Champagne pushes reform in Beirut meeting with Lebanese president
OTTAWA — Canada’s foreign minister pushed for Lebanon’s president to pursue economic and political reforms as he expressed Canadian solidarity with the embattled Lebanese people.
Foreign Affairs Minister Francois-Philippe Champagne met face to face Thursday with Lebanese President Michel Aoun in Beirut, before taking a close-up look at the burned-out hulk of the city’s decimated port.
“My key messages to President Aoun today was: There cannot be aid without real reforms. That impunity must cease. That youth, young women, the street has spoken.

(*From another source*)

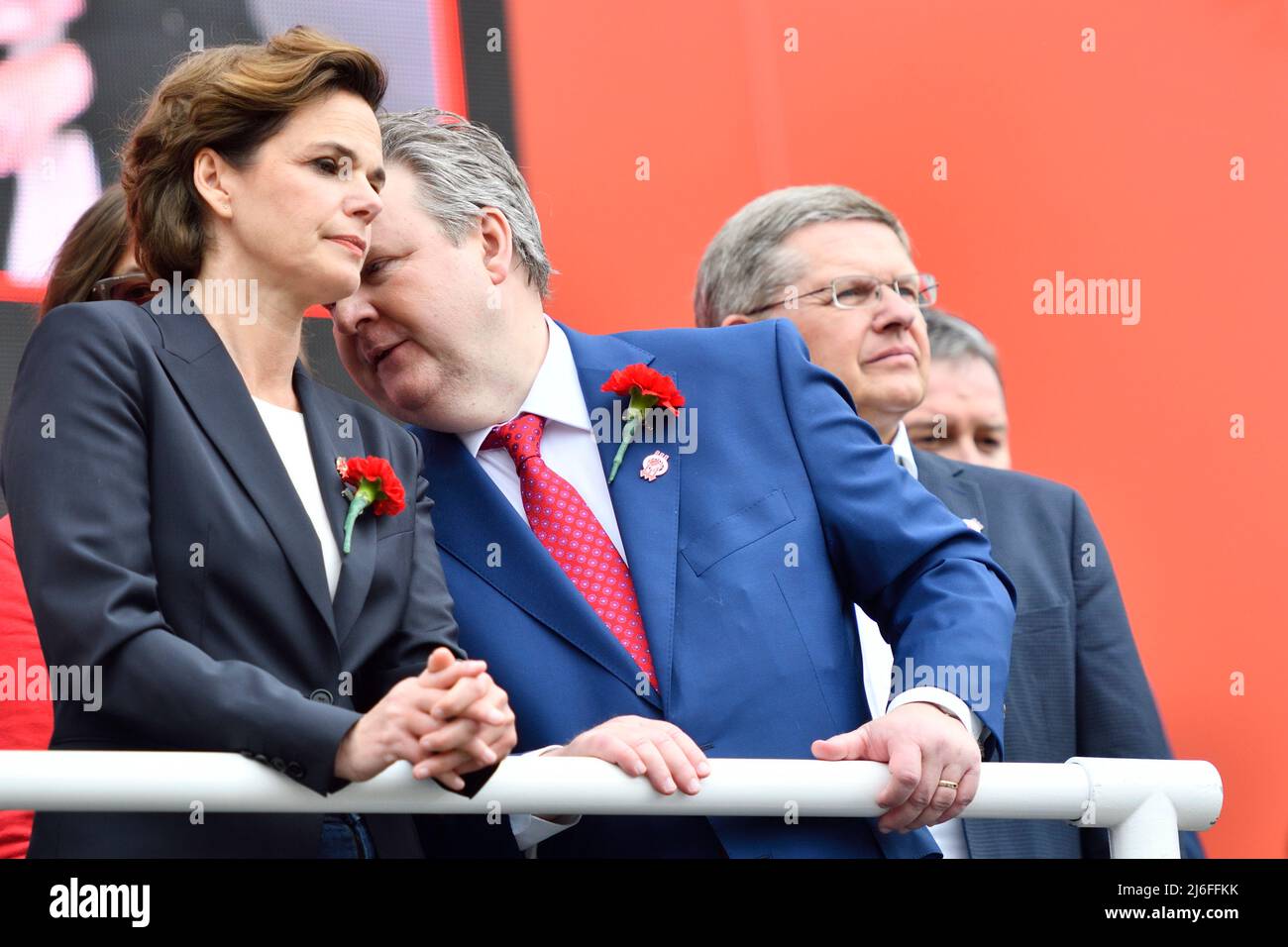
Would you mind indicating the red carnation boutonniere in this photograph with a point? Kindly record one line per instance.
(369, 482)
(647, 389)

And that the way forward is clear now,” Champagne said in a teleconference afterwards.
Champagne also met with victims, rank-and-file Lebanese, first responders and international agencies trying to help the country.
“I thought there was something symbolic to be one of the first foreign ministers to come here and to show support and to listen to the people,” he said.

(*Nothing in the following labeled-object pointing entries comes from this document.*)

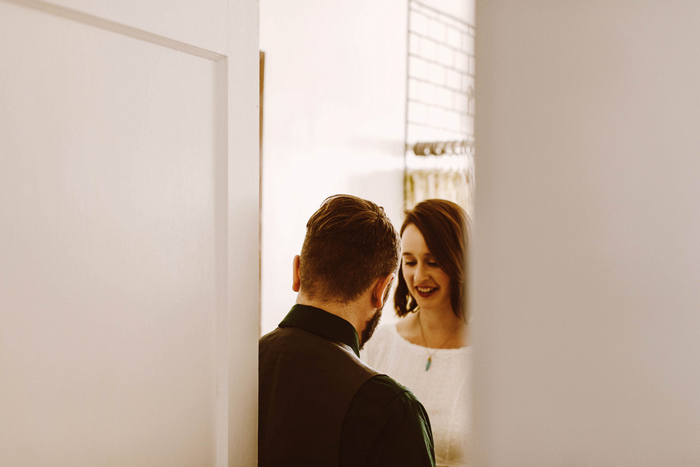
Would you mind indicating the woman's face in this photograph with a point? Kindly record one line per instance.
(426, 280)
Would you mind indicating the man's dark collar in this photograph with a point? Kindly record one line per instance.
(322, 323)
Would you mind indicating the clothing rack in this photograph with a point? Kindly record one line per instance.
(439, 148)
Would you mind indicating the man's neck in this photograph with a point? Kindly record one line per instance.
(351, 312)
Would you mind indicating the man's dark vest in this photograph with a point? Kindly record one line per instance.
(306, 385)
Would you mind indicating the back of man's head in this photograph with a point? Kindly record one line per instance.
(349, 243)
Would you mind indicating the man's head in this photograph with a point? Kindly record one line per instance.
(349, 244)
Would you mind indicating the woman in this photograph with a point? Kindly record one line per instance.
(427, 350)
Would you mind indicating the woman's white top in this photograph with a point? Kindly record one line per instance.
(444, 390)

“And to speak loud and clear to the authorities as to what we see is needed to ensure a more inclusive and better future for Lebanon.”
Champagne also marked the meeting with Aoun with a Twitter post that affirmed Canada’s solidarity with the people of Lebanon who have been demanding change since the devastating Aug. 4 explosion that killed 200 people, injured 6,000 and flattened districts of Beirut.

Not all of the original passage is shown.